Life insurance is bought more because it sounds like a good idea than because it is actually needed. In fact, most people who buy life insurance never actually get paid when they die:
Almost 85% of [US life insurance] term policies fail to end with a death claim; nearly 88% of universal life policies ultimately do not terminate with a death benefit claim. In fact, 74% of term policies and 76% of universal life policies sold to seniors at age 65 never pay a claim. …
We document the following core facts about the U.S. life insurance industry, which has over $10 trillion of individual coverage in force …:
A death benefit is not paid on most policies. For “term policies” that offer coverage over a fixed number of years, most are “lapsed” prior to the end of the term; a majority of permanent (e.g., “whole life”) policies are “surrendered” (i.e., lapsed and a cash value is paid) before death.
Insurers make substantial amounts of money on clients that lapse their policies and lose money on those that do not. Insurers, however, do not earn extra-ordinary profits. Rather, lapsing policyholders cross subsidize households who keep their coverage.
Real premiums decrease over time (i.e., policies are “front loaded”) rather than increasing with age in a manner more consistent with either actuarially fair pricing or optimal insurance in the presence of reclassification risk where new information about mortality risk is revealed.
As an industry, insurers lobby intensely to restrict the operations of secondary markets. In other markets (e.g., initial public offerings or certificates of deposit), the ability to resell helps support the demand for the primary offering. …

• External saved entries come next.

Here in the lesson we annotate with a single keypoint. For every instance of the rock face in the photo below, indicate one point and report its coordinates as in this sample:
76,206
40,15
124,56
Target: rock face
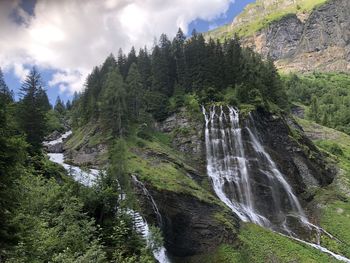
319,42
86,155
296,156
190,226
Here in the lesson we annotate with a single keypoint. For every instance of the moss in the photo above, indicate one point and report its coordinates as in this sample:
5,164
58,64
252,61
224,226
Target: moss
245,109
257,244
272,14
334,200
221,218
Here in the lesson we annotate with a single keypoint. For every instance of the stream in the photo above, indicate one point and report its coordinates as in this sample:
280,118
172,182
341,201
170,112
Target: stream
88,177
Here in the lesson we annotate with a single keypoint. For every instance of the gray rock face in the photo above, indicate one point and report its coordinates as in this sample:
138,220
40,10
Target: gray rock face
320,42
190,226
282,38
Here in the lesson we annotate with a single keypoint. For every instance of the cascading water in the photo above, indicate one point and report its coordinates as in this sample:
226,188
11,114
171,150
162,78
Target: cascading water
88,178
247,180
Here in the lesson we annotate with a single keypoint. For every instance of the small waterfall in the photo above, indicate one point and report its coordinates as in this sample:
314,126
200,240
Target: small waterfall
250,184
161,253
150,198
88,178
227,164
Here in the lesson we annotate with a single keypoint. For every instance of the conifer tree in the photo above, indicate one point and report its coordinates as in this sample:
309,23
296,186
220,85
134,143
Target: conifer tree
32,111
5,94
179,57
114,103
135,92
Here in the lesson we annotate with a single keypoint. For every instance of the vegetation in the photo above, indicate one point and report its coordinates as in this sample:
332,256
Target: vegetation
45,215
334,199
326,95
257,244
257,16
132,89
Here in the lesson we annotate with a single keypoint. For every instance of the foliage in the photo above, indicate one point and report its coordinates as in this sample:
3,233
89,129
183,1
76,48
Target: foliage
121,93
326,94
32,109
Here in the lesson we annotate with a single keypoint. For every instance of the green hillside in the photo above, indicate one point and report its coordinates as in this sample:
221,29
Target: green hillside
260,14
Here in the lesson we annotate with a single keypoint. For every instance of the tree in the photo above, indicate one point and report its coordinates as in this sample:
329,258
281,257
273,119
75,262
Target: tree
32,111
114,103
314,113
59,106
135,92
179,56
5,94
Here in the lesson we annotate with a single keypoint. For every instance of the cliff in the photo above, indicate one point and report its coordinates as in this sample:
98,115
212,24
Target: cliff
298,35
171,164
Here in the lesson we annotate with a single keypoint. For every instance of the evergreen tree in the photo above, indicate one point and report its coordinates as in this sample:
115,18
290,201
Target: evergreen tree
59,106
196,62
145,68
132,58
32,111
114,103
5,94
135,92
179,56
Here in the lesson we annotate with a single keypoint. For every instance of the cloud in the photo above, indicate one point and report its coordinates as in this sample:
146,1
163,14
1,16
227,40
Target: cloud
73,36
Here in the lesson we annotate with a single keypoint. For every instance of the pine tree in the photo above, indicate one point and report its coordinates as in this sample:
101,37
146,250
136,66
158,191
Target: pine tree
114,103
179,56
59,106
122,63
145,68
135,92
5,94
32,109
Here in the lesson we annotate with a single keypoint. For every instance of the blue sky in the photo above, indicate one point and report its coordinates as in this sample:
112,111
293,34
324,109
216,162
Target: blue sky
67,79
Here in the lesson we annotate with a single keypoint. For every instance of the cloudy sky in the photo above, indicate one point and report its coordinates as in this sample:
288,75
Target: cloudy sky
65,39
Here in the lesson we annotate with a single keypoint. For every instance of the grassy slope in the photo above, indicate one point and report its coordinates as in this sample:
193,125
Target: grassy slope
335,199
261,21
260,245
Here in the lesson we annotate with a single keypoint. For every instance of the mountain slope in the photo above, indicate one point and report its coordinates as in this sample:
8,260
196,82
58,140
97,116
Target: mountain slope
298,35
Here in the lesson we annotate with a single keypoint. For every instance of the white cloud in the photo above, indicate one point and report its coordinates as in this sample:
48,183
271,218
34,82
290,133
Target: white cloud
72,36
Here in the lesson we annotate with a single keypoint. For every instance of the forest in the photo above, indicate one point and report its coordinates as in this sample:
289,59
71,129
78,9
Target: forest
48,217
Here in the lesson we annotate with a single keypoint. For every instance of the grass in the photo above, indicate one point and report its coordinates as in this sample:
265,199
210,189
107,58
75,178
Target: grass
335,199
256,22
257,244
158,164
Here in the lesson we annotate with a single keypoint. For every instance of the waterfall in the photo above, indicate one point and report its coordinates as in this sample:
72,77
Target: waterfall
227,164
88,178
250,184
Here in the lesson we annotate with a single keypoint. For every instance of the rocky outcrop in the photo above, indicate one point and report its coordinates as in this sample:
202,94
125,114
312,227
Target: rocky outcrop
319,42
86,155
186,130
190,226
296,156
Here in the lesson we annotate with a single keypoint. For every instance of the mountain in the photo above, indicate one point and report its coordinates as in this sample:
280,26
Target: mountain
299,35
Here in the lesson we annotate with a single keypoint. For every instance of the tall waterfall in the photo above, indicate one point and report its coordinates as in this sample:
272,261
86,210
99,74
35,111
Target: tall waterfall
247,180
245,177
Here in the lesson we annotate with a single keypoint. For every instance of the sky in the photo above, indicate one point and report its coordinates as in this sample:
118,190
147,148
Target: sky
65,39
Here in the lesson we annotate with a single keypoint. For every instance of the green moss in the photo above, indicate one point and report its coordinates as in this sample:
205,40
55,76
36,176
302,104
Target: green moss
257,244
334,199
255,23
245,109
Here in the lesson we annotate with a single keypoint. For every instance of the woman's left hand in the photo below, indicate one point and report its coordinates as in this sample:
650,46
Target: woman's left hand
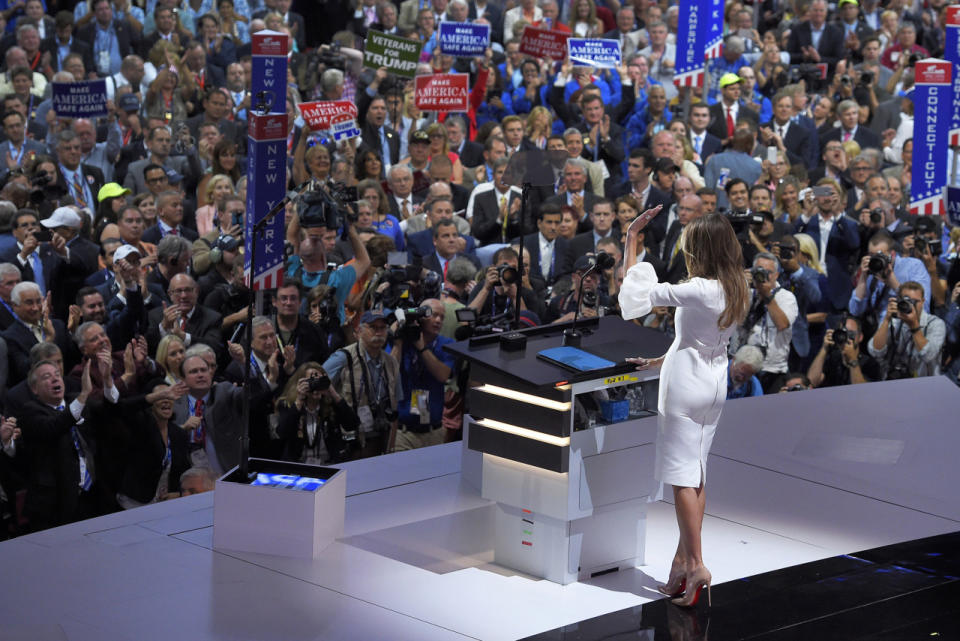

While consumers correctly account for mortality risk when buying life insurance, they fail to sufficiently weight the importance of background risks. … Since consumers do not anticipate the need to lapse, this front-loaded policy appears to be cheaper than a policy that is actuarially fair each period. … The introduction of a secondary market undermines this cross-subsidy by offering lapsing households better terms relative to surrendering. (more)

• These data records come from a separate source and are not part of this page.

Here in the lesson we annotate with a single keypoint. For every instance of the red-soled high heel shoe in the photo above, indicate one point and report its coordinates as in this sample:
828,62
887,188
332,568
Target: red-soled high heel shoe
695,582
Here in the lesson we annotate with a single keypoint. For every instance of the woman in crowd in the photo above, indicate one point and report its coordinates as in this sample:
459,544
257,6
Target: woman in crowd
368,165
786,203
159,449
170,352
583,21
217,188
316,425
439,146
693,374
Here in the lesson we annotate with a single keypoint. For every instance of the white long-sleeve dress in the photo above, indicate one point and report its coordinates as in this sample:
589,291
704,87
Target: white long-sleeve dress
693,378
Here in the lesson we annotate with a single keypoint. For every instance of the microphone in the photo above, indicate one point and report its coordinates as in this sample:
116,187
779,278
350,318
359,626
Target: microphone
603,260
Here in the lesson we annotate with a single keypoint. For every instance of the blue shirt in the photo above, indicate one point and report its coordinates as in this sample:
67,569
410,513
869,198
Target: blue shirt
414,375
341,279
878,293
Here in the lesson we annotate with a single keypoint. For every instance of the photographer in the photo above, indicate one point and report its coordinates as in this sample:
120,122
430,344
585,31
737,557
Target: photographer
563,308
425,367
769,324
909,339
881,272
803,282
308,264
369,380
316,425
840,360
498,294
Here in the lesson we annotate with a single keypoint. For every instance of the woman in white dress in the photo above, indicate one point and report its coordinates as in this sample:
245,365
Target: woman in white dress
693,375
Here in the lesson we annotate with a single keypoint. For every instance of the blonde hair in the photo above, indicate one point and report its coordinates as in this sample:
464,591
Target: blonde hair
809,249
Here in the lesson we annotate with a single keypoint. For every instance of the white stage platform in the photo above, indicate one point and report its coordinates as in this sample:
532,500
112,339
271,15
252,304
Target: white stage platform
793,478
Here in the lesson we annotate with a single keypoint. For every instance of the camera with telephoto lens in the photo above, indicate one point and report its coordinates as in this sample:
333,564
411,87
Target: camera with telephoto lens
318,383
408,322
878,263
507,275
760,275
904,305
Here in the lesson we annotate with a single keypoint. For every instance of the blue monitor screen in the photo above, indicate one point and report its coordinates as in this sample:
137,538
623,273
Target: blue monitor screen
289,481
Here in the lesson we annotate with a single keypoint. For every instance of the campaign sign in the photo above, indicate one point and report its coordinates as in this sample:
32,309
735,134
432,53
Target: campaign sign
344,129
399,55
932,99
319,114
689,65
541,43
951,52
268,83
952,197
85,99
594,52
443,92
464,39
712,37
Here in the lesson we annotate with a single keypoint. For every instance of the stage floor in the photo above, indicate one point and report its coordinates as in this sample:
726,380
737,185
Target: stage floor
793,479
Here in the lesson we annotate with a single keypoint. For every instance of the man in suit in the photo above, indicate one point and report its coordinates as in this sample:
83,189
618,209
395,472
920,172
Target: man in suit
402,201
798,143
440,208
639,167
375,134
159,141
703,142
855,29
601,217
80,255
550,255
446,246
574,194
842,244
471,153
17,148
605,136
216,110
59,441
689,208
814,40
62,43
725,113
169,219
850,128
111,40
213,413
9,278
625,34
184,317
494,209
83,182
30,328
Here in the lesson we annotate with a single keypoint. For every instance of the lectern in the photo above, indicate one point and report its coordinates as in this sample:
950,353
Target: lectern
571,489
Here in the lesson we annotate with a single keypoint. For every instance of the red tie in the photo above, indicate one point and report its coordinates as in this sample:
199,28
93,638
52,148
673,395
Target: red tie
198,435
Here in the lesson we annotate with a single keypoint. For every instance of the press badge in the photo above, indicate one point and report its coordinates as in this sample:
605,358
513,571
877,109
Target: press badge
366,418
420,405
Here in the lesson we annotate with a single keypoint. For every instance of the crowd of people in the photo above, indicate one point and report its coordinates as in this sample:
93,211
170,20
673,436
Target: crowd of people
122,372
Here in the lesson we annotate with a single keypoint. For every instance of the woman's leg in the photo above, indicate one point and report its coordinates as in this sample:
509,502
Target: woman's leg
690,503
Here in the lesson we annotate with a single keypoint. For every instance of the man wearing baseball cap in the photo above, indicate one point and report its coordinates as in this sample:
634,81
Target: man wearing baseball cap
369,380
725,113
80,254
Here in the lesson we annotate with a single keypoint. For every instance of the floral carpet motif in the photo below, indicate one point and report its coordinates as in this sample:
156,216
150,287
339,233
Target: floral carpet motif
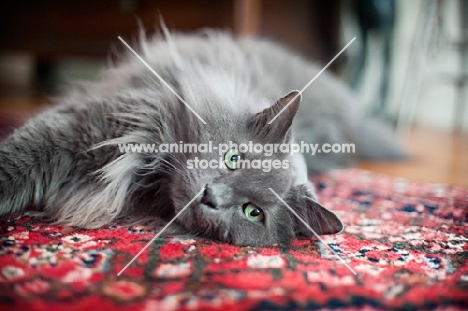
408,243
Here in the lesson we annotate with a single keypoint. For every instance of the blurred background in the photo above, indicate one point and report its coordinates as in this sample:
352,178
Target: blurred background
408,63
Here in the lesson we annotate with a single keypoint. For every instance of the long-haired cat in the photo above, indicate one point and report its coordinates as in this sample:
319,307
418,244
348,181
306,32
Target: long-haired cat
66,160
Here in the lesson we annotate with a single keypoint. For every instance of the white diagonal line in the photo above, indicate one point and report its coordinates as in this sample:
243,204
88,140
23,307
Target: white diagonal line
160,232
162,80
315,233
310,82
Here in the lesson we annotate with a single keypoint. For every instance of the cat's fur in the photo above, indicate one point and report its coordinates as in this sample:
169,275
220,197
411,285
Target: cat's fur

We cryonics patients are hopefully an exception – we really do need the money to pay for the cryonics treatment. More info on cheating insurance agents:
We construct a rich dataset describing individual insurance agents operating in Texas. We match licensing data with company affiliations and detailed sales practice complaint records from the state regulator. From the company affiliation data, we identify two types of experts: monitored agents from large, branded companies, and unmonitored agents working as independents. We fid that the odds of monitored experts from large, branded companies taking advantage of their customers are 21 to 98% greater than the odds for unmonitored independent experts. In a supplemental analysis, we use national sale practice complaints data to confirm our results. Finally, we find that more experienced agents are significantly more likely to mislead their customers. … Company agents may earn 50 to 70% of the gross commissions of their sales, depending on the type of insurance product. (more)

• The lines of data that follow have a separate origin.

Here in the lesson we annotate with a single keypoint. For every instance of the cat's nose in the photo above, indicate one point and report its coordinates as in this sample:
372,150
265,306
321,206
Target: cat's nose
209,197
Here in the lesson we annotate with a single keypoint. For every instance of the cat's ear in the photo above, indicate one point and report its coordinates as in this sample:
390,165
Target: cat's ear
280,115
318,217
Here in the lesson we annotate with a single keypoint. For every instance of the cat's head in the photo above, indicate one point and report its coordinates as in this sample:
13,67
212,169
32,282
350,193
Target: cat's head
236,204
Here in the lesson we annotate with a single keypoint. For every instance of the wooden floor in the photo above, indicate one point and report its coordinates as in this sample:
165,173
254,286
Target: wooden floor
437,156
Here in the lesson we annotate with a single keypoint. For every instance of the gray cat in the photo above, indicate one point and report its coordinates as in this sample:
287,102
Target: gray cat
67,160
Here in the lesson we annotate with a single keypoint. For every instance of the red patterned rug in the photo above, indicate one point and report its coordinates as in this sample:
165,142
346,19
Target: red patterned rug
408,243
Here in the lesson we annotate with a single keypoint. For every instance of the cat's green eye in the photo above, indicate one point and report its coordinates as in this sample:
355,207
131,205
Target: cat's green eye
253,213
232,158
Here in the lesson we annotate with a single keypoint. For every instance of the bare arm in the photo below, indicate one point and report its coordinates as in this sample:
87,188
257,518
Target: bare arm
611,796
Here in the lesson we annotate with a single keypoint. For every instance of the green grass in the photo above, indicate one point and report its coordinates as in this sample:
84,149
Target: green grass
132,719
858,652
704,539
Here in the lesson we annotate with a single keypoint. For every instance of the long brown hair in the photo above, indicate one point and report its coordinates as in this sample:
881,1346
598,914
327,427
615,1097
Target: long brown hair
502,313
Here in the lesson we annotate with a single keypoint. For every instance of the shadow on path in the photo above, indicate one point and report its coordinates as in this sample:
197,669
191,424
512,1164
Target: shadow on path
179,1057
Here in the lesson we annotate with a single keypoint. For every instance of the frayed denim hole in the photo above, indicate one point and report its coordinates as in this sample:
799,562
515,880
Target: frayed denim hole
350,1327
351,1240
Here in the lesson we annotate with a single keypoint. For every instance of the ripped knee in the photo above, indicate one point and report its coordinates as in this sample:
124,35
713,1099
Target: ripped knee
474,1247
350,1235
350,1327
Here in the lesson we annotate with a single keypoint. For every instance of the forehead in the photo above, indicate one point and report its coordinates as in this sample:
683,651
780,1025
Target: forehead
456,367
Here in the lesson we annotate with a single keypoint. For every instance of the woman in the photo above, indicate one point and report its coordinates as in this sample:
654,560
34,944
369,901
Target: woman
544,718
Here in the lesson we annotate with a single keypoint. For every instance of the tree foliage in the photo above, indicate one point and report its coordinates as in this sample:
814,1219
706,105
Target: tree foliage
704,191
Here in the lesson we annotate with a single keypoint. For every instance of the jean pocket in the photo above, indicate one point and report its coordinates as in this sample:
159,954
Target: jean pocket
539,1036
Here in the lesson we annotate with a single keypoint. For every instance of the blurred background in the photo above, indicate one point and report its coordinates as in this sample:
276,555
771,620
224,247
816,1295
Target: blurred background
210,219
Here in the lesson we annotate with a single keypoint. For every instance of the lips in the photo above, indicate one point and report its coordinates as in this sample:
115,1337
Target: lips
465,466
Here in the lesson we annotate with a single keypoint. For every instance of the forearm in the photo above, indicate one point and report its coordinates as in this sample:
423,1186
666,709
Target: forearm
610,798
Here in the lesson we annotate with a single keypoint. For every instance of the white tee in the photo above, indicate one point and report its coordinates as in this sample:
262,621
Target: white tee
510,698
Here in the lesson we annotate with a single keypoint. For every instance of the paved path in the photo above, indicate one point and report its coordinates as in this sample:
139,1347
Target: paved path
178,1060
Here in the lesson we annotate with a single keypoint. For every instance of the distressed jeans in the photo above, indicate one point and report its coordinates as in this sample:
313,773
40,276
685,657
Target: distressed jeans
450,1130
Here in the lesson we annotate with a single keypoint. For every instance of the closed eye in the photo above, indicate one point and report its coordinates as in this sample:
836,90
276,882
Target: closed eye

The article above should already shed light on the financial health of an insurance carrier. Those who buy Term Life policy and those who surrender universal life policy early help pay for those who fully fund their policy and carry them to maturity. Those who maximize death benefit on a policy will more likely lapse or surrender the policy compare to those who minimize death benefit and maximize cash grow.
The Index Universal Life product has flexible premium and normally there is smaller premium that is required to keep the policy active and when the client can afford to pay more then more cash will go to the investment portion to grow the cash value. There is a grace period of time that the policy would still be active after the client missed the monthly payment and if the client can catch up with the payment then the policy would continue as written. I believe there is a non-payment gap of 2-3 years that the client could get back to the same policy if the client can retroactively make up all the rear payment. Life insurance has evolved quite a bit and death benefit is just one components of the total package. To me, Term Insurance is just a waste of money for the client and a good revue for the carrier. A well structure universal life policy should cost the client nothing over the long run, let alone there could be substantial cast value to supplement retirement income. Most people think of life insurance as a cost item so they chose Term Life to minimize premium; however, those who understand life policy well would prefer Index Universal Life for the cash value, accelerate benefit, and death benefit. One critical and big advantage for a client is to buy the policy as early as possible when one is still young and healthy. Build a larger cash value early on to take advantage of compound interest over a long period of time. S&P500 average 7-8% annual gain over the last 30 years so this mean your cash double every 9-10 years. Put the same money in the bank saving account with 2% interest and it would take 36 years to double. One good thing about Index Universal Life poliy is that it has a 0-1.5% floor protection on the indices down side and 10-14% cap on the indices upside so when the stock market crashed you don't lose money as compare to a 401K account.